За спиной что-то стукнуло.
− Я же говорило, что тебе от меня не спрятаться, − прямо в ухо прошептало прошлое и тихонько подтолкнуло в спину.
От толчка я шагнул вперед.
И полетел над городом, как перышко. Мое прежнее тело валялось внизу, размазанное по мокрому асфальту, как икра по черному хлебу. Над ним кривлялось прошлое. А я летел над городом, на который хлынул дождь. Я летел, вспоминая, а может, забывая все, что было раньше.
правда жизни
Вообще-то, я всегда был меланхоличным подонком. Это на словах я трепался о романтике, о высоком и чистом, о вечной любви. И мог, если надо, печально глаза вверх завести и также печально вздохнуть. На самом деле я только и думал, как бы к какой-нибудь красотке в постель залезть.
Гм, это трезвея и отсыхая после загулов, я страдал от неразделенной любви. Мучился душой и телом. Хотя вот вопрос: где она, эта настоящая любовь? Что-то склоняло к мысли, что в бесовском движении наших городов ей почти нет места. От её присутствия становится тесно в скелете улиц. Здесь все просто: хочешь иметь − покупай. Или так бери, если в твоей руке власть, и она оправдана законом. И не надо мучиться совестью − чья власть, того и вера.
Однако я не продавал, не покупал и ни во что не верил; я с немым восторгом наблюдал за мировым пиром во время чумы. Мы все помощники смерти, и все распространяем ложь, так или иначе, кто-то напрямую, кто-то косвенно. Кто-то сознательно, а кто-то даже не ведая, что творит. Свет льется на наши головы, а мы стараемся упаковать его и продать подороже. Наверное, ничто не изменит этот мир, и он свалиться где-нибудь со своей мусорной ношей. И образуется еще одна грандиозная помойка. А мы будем копошиться в ней, как черви.
Шел я как-то по улице в таком настроении, мысленно предрекая миру незавидную судьбу, и вдруг увидел молодую женщину, симпатичную и слегка пьяную, как я. Она мне сразу понравилась. Было в ней что-то воздушно-сладкое и доступное, она была, как эскимо на палочке.
Женщины не сильно баловали меня вниманием, я был не настолько внешне привлекателен, чтобы они не давали мне прохода. И если быть до конца честным, то мало кто заметил бы большую разницу, если бы мою голову, как святому Христофору, вместо человеческой поменяли на песью.
И потому, выпивая вина, я сам проявлял инициативу.
− Дай-ка я тебя расцелую, сладенькая! − бросился я к женщине похожей на эскимо, схватил за руку и полез с поцелуем.
− Отвали! − она с маху хлопнула меня ладошкой по губам.
− Ах ты шлюха! − обиделся я.
И щелкнул женщину по носу.
Тут, как по команде, подскочили мужики, проходившие мимо, сбили меня с ног и попинали. Однако не больно, больше для приличия. Исполнили джентльменский долг и ушли.

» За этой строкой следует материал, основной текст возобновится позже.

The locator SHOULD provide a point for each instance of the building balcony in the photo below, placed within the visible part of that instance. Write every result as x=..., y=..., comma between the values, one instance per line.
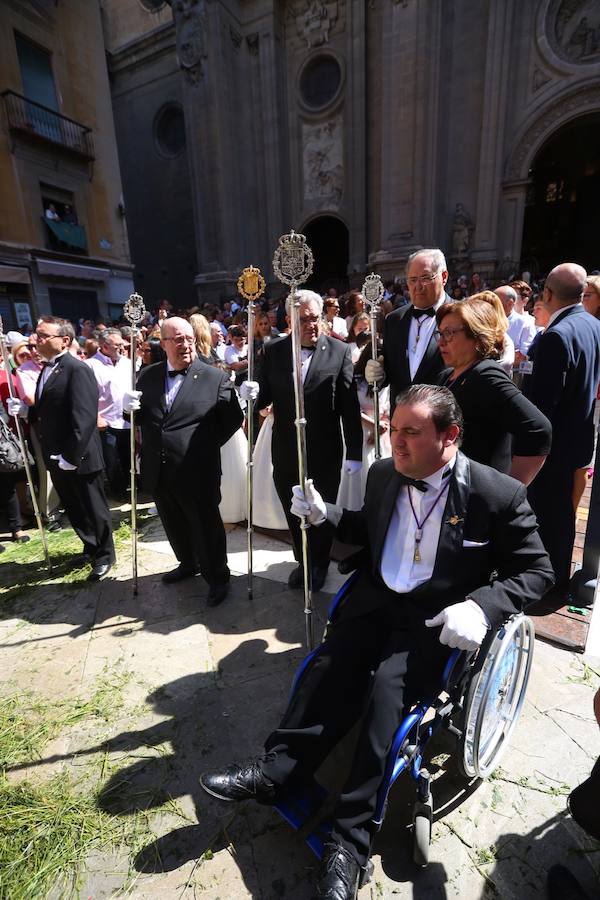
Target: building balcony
x=37, y=123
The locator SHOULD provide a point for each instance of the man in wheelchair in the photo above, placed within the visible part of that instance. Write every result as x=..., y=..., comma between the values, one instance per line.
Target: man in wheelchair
x=451, y=550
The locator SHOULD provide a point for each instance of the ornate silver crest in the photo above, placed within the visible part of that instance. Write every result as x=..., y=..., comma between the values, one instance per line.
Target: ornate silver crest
x=293, y=259
x=373, y=290
x=134, y=310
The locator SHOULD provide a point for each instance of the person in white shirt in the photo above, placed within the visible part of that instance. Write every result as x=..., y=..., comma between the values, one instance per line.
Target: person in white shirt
x=434, y=527
x=112, y=370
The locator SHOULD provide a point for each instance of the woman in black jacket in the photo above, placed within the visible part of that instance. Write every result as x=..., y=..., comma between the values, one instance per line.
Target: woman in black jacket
x=502, y=428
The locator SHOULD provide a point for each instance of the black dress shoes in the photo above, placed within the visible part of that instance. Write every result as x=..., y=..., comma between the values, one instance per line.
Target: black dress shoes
x=240, y=782
x=99, y=570
x=217, y=594
x=296, y=578
x=338, y=876
x=179, y=574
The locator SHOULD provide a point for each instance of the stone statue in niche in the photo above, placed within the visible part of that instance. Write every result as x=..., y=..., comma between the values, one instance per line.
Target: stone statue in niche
x=315, y=20
x=191, y=38
x=462, y=229
x=323, y=162
x=577, y=29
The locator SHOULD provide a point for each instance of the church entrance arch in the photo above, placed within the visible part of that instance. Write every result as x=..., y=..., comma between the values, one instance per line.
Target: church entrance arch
x=563, y=198
x=329, y=240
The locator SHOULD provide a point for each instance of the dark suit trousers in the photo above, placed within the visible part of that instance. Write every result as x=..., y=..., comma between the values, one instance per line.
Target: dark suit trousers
x=85, y=504
x=551, y=498
x=195, y=529
x=376, y=665
x=319, y=539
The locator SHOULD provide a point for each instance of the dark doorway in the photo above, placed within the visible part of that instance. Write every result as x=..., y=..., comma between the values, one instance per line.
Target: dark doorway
x=563, y=198
x=328, y=239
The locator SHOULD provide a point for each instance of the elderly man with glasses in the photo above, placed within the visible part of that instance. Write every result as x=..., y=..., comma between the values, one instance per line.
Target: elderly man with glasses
x=410, y=352
x=187, y=410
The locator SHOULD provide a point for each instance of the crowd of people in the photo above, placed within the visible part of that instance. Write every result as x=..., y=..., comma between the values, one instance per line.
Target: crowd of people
x=486, y=420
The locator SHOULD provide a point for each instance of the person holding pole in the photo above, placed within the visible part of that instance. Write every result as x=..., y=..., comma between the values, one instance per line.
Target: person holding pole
x=65, y=412
x=331, y=404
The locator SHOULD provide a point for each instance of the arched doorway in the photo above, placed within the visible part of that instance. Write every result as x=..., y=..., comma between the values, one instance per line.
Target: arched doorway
x=563, y=199
x=329, y=241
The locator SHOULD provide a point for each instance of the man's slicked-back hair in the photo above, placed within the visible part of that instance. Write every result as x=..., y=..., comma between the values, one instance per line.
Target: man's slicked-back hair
x=65, y=329
x=445, y=411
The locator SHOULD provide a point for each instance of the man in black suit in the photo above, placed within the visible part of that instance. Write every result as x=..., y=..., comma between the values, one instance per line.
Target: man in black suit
x=65, y=413
x=187, y=410
x=564, y=386
x=410, y=352
x=452, y=550
x=330, y=400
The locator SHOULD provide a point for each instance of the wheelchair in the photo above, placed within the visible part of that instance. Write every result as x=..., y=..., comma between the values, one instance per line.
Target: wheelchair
x=479, y=703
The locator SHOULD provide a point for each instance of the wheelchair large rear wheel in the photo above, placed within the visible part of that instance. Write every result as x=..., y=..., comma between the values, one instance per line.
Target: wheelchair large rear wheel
x=495, y=696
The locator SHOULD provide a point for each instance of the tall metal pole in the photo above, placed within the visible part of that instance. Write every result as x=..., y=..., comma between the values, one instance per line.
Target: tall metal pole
x=23, y=448
x=251, y=285
x=134, y=311
x=293, y=264
x=373, y=294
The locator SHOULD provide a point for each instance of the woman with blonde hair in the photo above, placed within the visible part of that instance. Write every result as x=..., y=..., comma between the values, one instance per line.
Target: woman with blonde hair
x=503, y=429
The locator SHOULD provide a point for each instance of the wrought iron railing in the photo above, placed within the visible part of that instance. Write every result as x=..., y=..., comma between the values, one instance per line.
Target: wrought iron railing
x=41, y=123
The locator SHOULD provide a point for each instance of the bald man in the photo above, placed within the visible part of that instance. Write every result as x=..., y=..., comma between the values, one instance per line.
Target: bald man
x=564, y=385
x=187, y=411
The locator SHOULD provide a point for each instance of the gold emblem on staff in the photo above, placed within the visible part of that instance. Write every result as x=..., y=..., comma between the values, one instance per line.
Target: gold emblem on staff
x=251, y=284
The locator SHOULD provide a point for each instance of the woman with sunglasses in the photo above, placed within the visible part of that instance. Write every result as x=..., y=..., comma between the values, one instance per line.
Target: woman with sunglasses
x=502, y=428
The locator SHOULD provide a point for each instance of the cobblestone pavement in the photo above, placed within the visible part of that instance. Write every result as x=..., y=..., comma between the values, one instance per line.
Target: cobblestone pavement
x=205, y=686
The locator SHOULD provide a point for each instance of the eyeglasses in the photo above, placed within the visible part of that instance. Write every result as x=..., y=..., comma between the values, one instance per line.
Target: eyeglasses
x=422, y=279
x=179, y=341
x=446, y=334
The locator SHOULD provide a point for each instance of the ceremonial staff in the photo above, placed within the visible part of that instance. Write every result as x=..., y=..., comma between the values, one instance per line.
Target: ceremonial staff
x=373, y=294
x=134, y=311
x=23, y=448
x=293, y=264
x=251, y=286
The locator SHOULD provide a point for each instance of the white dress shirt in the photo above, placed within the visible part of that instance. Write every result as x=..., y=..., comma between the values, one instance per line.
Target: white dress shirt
x=423, y=328
x=398, y=567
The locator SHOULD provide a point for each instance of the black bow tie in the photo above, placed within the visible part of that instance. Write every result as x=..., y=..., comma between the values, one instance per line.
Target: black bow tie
x=413, y=482
x=417, y=313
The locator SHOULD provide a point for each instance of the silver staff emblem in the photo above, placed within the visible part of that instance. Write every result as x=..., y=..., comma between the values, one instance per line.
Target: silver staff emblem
x=134, y=310
x=293, y=259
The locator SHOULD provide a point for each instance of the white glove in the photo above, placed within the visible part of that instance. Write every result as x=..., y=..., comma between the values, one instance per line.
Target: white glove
x=63, y=464
x=374, y=370
x=17, y=407
x=249, y=390
x=131, y=401
x=309, y=504
x=464, y=625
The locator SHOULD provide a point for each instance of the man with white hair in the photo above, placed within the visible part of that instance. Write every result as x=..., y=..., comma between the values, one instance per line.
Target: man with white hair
x=331, y=404
x=410, y=351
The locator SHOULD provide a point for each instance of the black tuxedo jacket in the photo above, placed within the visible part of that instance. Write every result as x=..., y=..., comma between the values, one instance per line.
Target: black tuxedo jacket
x=183, y=444
x=395, y=353
x=564, y=383
x=329, y=398
x=508, y=570
x=66, y=415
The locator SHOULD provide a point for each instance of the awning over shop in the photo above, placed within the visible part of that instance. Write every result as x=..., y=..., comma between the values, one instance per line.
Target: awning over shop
x=72, y=270
x=15, y=274
x=68, y=233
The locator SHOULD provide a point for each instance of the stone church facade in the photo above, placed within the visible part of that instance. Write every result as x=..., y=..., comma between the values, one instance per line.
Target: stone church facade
x=373, y=126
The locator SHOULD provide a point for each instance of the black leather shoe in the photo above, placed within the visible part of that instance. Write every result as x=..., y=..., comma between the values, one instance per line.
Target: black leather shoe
x=338, y=876
x=179, y=574
x=318, y=578
x=239, y=782
x=217, y=594
x=562, y=885
x=99, y=571
x=296, y=578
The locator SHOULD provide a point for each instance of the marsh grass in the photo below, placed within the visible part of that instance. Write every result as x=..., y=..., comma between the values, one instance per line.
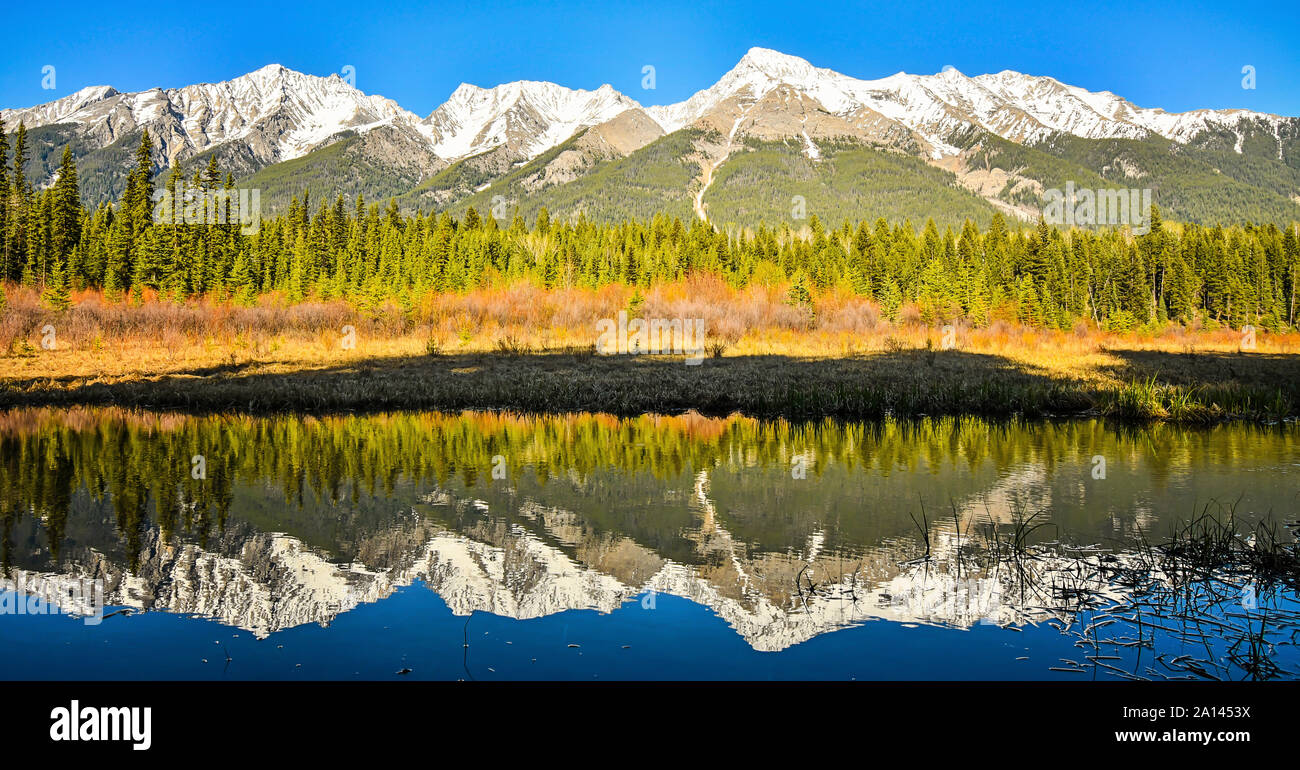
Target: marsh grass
x=529, y=347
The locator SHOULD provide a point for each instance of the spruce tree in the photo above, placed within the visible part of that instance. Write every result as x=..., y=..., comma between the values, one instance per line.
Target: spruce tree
x=56, y=294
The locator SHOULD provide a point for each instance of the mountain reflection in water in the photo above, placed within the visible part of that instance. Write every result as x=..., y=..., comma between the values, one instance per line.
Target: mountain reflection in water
x=947, y=522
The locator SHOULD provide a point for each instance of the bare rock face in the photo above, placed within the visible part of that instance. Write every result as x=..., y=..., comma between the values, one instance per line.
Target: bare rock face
x=274, y=115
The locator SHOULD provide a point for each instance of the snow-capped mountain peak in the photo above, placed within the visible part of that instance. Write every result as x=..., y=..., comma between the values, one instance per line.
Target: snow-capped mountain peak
x=1014, y=106
x=525, y=116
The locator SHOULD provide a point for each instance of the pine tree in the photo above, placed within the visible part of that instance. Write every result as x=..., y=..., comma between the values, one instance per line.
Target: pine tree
x=56, y=293
x=65, y=208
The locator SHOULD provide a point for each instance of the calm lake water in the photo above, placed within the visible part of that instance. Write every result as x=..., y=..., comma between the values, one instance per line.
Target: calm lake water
x=586, y=546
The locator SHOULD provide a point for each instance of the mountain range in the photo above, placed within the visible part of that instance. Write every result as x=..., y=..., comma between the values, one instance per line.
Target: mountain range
x=772, y=138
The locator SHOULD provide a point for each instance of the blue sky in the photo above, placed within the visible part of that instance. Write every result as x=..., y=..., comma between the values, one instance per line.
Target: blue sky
x=1162, y=53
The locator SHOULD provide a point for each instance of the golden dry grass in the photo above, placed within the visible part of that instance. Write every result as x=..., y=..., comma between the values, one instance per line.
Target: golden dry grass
x=525, y=347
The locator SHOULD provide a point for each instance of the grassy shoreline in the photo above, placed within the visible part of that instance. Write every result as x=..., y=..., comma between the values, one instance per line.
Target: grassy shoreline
x=901, y=384
x=534, y=353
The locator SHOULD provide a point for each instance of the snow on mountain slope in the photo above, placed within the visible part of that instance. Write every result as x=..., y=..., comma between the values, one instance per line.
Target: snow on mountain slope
x=525, y=116
x=1021, y=108
x=291, y=112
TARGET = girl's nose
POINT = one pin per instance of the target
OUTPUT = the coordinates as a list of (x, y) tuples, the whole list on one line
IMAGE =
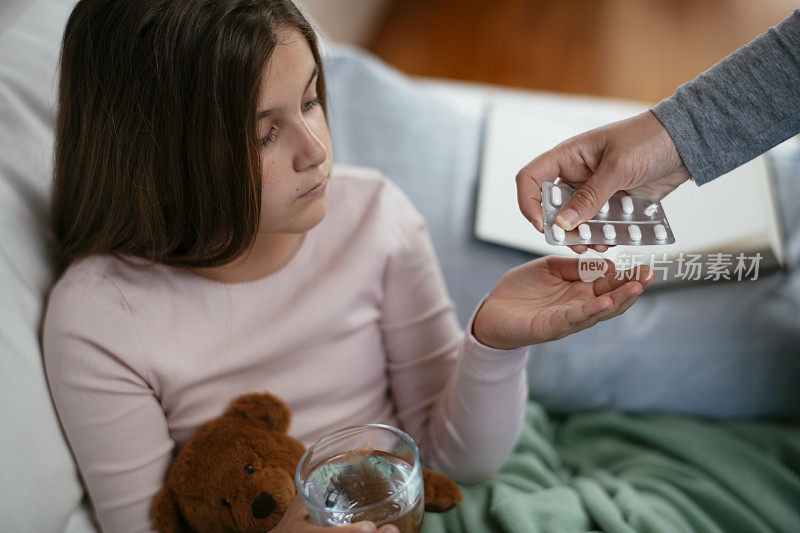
[(311, 150)]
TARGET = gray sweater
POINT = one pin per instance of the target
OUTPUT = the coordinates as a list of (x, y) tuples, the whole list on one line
[(741, 107)]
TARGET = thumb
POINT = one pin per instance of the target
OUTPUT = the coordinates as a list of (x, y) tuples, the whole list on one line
[(589, 198)]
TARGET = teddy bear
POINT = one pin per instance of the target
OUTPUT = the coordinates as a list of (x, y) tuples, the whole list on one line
[(236, 473)]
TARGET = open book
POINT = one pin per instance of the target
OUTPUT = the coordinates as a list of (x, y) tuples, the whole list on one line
[(733, 217)]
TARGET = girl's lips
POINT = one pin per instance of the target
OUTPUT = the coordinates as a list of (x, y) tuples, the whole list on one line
[(316, 190)]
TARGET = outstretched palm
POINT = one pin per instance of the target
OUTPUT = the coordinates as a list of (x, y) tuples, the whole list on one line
[(545, 300)]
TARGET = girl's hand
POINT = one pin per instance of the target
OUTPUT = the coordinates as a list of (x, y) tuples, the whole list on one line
[(296, 520), (545, 300)]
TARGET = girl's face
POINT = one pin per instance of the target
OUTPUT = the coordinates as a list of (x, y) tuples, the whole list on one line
[(295, 144)]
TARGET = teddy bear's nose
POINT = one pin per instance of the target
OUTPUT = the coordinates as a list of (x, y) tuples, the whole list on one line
[(263, 505)]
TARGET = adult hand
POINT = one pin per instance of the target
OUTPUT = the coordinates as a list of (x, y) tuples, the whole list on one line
[(636, 155), (296, 520), (545, 300)]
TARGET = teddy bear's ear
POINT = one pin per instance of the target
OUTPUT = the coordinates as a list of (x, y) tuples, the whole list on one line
[(167, 516), (441, 492), (264, 407)]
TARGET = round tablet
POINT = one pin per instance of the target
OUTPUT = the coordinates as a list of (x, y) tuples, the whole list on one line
[(555, 196), (627, 205)]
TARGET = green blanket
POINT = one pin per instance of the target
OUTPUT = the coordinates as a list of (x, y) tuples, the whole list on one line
[(609, 471)]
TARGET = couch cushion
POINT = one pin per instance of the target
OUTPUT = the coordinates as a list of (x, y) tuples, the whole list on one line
[(41, 489)]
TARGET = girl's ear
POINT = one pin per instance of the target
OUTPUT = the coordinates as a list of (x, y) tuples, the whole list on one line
[(166, 513), (262, 407)]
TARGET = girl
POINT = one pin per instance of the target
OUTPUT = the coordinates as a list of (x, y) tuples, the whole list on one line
[(210, 249)]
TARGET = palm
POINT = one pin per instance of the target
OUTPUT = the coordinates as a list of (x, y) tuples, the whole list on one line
[(545, 300)]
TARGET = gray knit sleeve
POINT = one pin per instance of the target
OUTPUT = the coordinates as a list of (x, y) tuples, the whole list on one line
[(741, 107)]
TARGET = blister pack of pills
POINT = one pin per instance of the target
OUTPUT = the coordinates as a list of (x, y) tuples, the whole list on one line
[(626, 220)]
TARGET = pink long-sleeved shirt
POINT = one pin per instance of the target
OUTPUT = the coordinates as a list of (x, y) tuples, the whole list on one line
[(356, 328)]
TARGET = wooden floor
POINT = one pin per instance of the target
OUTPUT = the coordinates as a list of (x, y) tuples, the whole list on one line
[(637, 49)]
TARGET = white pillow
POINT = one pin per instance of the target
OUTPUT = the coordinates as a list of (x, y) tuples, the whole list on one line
[(40, 489)]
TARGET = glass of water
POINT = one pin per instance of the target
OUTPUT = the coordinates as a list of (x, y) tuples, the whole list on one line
[(367, 472)]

Поднялся я, отряхнулся. Выплевал пыль и пошел домой. Там я почистился, взял у соседа денег в долг, выпил с ним и пошел еще купить чего-нибудь. Возвращался я той же дорогой, и вижу − опять она стоит. И судя по всему, тоже где-то стаканчик пропустила. Но вела себя прилично, стояла ровно и независимо курила.
Я подошел сзади, ладони ей на глаза положил.
− Узнаешь? − игриво спросил я.
Она меня хрясть локтем под ребра, я даже взвыл от боли и со всей дури так её дернул за длинные перекрашенные на сотню раз рыжие волосы, что клок выдрал порядочный. Парень, стоявший рядом, среагировал мгновенно. Он скрутил меня, как матерого преступника, дал по почкам и бросил через плечо на клумбу.
Полежал я, покряхтел и пополз по кустам в сторону дома. Там ополоснулся, открыл банку пива, включил телевизор и почти час играл с чудаками на поле чудес. Я отгадал три буквы и пошел в ларек взять еще пару пива.